Да, можно сказать, с женой ему повезло. Хороша была в молодости, по-своему хороша и в зрелые годы, и даже под старость. Полненькая женщина с высокой грудью, крутыми бедрами, ногами-бутылочками. Веселая, приветливая. Нрав легкий, смешливый, покладистый. Никогда ни на что не жаловалась, не грустила, звенела себе колокольчиком. Он ее называл «моя стограммовая гирька». Не за вес, разумеется, за нрав.
Хорошо, что когда-то, много лет назад, ушел к Даше от первой жены, Клавдии. Собственно, не он ушел — сама Клавдия его прогнала. Горячая, смуглая, волевая. Жена-собственница, жена-властелин. Узнав из перехваченного письма, что муж давно уже живет с Дашей, устроила скандал до небес. Била посуду. Надавала ему пощечин — он только увертывался, прикрывая лицо, — берег зубы... Рука у Клавдии была тяжелая. Думал, обойдется; не обошлось. Развелась, уехала и двух сыновей с собой увезла. Даже от алиментов отказалась. Вот это характер!

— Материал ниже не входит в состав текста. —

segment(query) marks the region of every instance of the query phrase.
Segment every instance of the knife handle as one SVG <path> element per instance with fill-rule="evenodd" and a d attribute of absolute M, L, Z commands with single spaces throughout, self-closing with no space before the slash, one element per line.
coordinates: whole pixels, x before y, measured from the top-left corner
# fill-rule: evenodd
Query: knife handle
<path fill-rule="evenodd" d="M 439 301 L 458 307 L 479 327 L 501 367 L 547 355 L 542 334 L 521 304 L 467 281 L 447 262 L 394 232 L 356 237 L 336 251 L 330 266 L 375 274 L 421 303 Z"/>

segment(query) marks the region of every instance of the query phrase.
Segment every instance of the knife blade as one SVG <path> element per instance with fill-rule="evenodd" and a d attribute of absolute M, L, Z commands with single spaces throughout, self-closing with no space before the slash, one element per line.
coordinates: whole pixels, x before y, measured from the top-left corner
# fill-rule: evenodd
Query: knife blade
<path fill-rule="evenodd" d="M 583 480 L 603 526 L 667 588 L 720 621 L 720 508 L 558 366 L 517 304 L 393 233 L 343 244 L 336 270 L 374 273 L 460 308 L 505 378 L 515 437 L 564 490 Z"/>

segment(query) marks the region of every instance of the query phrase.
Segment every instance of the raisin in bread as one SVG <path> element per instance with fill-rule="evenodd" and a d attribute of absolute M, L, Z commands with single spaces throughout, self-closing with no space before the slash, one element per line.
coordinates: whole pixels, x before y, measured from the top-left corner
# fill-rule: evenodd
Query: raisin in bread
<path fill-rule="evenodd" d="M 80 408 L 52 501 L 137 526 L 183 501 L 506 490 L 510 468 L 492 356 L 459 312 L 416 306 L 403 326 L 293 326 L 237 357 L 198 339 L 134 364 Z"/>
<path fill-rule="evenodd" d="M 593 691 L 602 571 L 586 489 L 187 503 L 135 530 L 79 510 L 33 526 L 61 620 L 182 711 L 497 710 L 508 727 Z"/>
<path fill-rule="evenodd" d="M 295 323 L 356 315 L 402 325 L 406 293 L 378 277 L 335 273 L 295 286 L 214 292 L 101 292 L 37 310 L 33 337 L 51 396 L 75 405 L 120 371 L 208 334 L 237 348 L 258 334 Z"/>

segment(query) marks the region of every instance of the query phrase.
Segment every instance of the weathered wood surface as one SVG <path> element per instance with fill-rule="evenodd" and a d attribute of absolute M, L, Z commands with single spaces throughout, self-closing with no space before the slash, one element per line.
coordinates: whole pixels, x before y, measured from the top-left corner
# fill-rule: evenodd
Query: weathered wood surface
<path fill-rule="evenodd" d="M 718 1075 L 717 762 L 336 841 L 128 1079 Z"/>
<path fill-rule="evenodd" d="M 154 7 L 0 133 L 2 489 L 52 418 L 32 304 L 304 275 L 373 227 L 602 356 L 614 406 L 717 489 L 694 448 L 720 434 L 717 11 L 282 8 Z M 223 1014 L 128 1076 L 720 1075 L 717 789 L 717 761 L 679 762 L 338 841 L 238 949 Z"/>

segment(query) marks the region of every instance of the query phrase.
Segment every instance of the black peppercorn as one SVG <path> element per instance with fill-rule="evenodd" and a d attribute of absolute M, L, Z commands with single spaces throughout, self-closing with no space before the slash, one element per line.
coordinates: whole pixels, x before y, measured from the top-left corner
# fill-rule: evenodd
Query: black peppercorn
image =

А ведь роман с Дашей был у него далеко не первый. Женщины всегда его любили, а он им позволял себя любить, лениво обмахиваясь ресницами. Ресницы-то сохранились на удивление, до сих пор, до старости. Головой облысел, лицом увял, а ресницы — как у тех зверюшек в мультфильмах. Большие, хлопающие, неправдоподобные.
Даша любила его ресницы. «Ты мое простейшее, реснитчатое!» — говорила она в минуты нежности. До сих пор были у них минуты нежности... В глазах жены Федор Филатович был красив вечно. Как в тот день, когда они встретились много лет назад. Весь заграничный, нарядный, грустно-веселый. И женщины таяли от томных взглядов его больших глаз с ресницами-опахалами. Уже чуточку пооблысел, пообтерся, но все еще был хорош. Недостаток волос искусно скрывал начесанной сбоку прядью...
2
А женщин было у него множество. И каждую из них по-своему любил. Умел их различать, а они это ценят. Теперь, лежа без движения, глядя в потолок, где праздно гуляла вверх ногами муха, он от нечего делать, нечего думать иногда пытался вспомнить их всех. Сосчитать по пальцам. Пальцы не слушались, он мысленно загибал их и считал в уме. Сбивался и начинал снова. Женщин было куда больше, чем пальцев на обеих руках.
Для чего ему это было нужно? Сам не знал. Инвентаризация. Перед проверкой. Перед смертью, что ли? Ну нет!